# Trigano Tribute



## Molenoux (Aug 26, 2010)

Hi All,

Recently purchased a Trigano Tribute 2005 model.

Does anyone have any idea about how much insulation there is in the roof and side walls?

Being a standard version van, could it be used comfortably in the winter? say when outside temperatures go down to -5 c ?

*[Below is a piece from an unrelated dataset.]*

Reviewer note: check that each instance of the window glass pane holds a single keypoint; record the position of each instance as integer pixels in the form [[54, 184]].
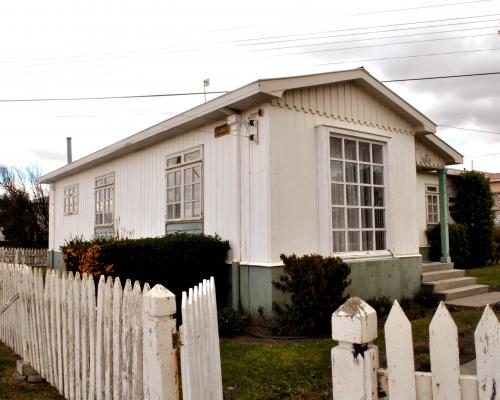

Thanking you in anticipation

Molenoux
8)


----------



## tyreman1 (Apr 18, 2008)

You`ll lose a lot of heat through the front windows so good external screen covers will be a must but if your going to use it through the winter you must check if your fresh and waste water tanks are winterised not sure if theyre just underslung on the trigano but thats the biggest issue,frozen pipes are no fun..once you heating is on you`ll be fine inside though....nice van`s,nearly bought one a year or two ago myself


----------



## kenp (Sep 8, 2006)

Mine was 2006 pre X250 chassis.
Insulation was poor to non existent and I sought advice on these pages - to no avail.
I removed rear and sliding door panels and filled with recycled plastic loft insulation from B&Q (no nasty glass fibres to breathe), did the same behind any other panels I could get to eg behind bench seat. Bought polystyrene balls to insulate roof over cab but sold van before I got round to using them.
Made a great difference to heat retention and road noise.
Kenp


----------



## rebbyvid (Apr 10, 2006)

Use mine in winter and not had any problems not sure it was down to - 5 though.Heating is good and you could get a small fan heater if needed.The insulation is very poor but there is a dedicated website for us Tribby owners http://tribby.co.uk/ with loads of tips to insulate your own(even down to a full refit)Never had the tank frozen as its under the bench seat but have had taps split on me because i didnt drain the pump down when left at home overnight.Any other queries give me a shout.
Rob


----------



## Molenoux (Aug 26, 2010)

*TRIGANO TRIBUTE*

Hi, Thanks for your reply, much appreciated.


----------